Pujara and Kohli have allayed fears of any middle-order crisis for India
The big question going into the New Zealand Test series was whether India’s middle-order batting, having lost the services of Rahul Dravid and VVS Laxman, can deliver. Although the Kiwis were not expected to challenge the hosts on their home turf, India still had a lot of work to do to demonstrate that they were on the road to recover after the battering in Australia that led to the two retirements in the first place.
With the series sealed 2-0, with both Tests won with a day to spare, are we already witnessing the beginning of a new era? Cheteshwar Pujara led the way in the first Test in Hyderabad, producing a classy maiden century. Virat Kohli, who played the support role to perfection there, was the leader in Bangalore where the experienced top order batsmen again failed to take charge.
Pujara, troubled by injury so early in his career, is looking in fine touch after undergoing surgeries in both knees while Delhi boy Kohli is on an amazing run with the bat this year. While the Saurashtra batsman has been spoken of as a perfect fit for Tests, Pujara still showed he was ready for a scrap by playing attacking shots when the New Zealand seamers pitched it short. He has all the shots in the book, be it punching through cover or hitting it on the rise past mid-on. In short a solid replacement for Dravid.

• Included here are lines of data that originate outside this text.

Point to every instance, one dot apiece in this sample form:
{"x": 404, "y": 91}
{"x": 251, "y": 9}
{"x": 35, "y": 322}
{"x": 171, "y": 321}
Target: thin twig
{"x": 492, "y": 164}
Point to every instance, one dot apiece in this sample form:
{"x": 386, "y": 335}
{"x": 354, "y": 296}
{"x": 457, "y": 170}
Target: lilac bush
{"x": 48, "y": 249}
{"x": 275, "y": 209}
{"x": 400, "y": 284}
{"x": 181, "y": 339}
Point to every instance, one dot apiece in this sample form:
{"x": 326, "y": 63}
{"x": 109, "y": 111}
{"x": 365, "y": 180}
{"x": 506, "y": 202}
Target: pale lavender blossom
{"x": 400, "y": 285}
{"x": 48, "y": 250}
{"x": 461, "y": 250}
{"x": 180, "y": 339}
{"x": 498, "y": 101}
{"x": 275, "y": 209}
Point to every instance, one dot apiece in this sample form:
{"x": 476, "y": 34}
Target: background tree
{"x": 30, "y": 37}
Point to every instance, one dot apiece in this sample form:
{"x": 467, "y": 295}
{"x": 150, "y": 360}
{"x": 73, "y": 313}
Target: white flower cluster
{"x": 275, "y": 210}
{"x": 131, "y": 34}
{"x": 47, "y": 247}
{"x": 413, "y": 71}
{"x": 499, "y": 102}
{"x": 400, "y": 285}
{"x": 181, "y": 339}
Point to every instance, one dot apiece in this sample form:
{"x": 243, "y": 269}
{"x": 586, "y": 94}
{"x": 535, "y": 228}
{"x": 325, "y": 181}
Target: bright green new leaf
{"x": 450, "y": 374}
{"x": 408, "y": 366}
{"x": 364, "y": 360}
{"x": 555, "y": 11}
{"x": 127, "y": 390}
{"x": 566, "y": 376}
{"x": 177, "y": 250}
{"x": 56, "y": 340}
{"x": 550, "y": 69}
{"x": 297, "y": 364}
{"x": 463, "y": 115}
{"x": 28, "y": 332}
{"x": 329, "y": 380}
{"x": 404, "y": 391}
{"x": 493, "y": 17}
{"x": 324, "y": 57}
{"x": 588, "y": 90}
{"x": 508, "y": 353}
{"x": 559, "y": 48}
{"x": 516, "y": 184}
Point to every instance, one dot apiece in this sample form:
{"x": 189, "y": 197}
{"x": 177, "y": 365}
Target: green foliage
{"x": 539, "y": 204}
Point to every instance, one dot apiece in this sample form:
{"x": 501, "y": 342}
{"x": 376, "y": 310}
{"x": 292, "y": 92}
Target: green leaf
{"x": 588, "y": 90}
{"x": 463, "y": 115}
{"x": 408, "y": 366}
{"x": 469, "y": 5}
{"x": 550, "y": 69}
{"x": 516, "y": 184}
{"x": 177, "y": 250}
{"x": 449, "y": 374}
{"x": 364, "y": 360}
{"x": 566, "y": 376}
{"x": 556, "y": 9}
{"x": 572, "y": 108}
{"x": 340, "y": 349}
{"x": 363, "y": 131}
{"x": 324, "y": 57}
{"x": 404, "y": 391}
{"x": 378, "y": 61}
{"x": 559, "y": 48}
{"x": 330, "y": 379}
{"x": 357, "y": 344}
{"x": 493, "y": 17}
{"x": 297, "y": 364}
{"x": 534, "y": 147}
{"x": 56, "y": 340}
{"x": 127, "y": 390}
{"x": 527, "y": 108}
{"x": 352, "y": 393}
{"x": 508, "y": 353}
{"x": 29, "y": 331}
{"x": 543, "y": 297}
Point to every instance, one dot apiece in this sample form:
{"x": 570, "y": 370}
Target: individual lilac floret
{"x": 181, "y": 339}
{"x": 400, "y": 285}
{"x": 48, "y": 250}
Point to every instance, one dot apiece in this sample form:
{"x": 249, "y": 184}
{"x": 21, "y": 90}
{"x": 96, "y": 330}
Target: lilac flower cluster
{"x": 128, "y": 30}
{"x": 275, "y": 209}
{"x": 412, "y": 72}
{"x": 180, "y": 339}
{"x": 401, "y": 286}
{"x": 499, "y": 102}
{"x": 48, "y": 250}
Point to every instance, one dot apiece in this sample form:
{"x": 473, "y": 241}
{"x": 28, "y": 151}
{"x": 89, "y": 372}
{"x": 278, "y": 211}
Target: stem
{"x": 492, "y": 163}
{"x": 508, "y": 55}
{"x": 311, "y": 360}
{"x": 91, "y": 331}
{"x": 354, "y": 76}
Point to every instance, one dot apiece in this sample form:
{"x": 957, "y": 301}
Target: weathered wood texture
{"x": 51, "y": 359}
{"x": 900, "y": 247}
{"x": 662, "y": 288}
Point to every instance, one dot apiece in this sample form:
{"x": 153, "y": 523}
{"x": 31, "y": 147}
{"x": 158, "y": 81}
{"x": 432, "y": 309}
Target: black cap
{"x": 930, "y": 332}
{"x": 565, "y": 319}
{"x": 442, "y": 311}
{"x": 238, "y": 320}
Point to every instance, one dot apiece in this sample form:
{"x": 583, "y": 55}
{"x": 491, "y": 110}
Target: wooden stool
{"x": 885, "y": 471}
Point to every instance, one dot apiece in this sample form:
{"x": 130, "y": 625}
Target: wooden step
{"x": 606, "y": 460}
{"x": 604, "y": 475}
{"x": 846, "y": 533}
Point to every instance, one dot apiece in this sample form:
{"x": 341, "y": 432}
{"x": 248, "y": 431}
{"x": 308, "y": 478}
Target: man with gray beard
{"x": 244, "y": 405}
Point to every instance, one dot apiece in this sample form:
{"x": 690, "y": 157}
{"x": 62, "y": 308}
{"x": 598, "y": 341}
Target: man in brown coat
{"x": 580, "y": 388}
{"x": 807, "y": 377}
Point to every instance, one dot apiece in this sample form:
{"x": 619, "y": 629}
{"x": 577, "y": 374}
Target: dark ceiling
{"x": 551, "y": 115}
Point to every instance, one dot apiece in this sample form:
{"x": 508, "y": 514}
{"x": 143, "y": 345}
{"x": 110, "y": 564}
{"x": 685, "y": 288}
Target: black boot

Kohli, coming in at No. 5, has shown amazing maturity. If his aggressive celebrations made headlines, he led the tricky chase in Bangalore by showing plenty of patience with his shot selection, opening out only when victory was in sight. So, the question is, with the bigger challenges of England and Australia to come in the next few months, can we safely say that our worries about middle order fraility were unfounded. And with Rohit Sharma, S Badrinath and top-order batsman Ajinkya Rahane in the wings, can we say that these players can step in for any of the seasoned campaigners in the side?
The other interesting issue that has come up is skipper MS Dhoni demanding turning tracks to get the home advantage. In the early 90s, India prepared designer pitches, crumbling surfaces where matches got over well within the distance as their spinners went to work. However, if Anil Kumble is today regarded as an all-time great, it is because he continued to be a grand success despite pitches becoming more balanced. The International Cricket Council (ICC) rules to make sure that the pitches were of a certain standard has played a role, but better pitches have also made for more attractive cricket.
Asking for turning pitches is no crime, as Indian batsmen face seaming wickets abroad. But are turning pitches in our country good enough to last for five days? Do crumbling pitches make for attractive cricket? Will the cricket fan vote for victory by any which way or insist on exciting cricket, like the one we saw in Bangalore against New Zealand?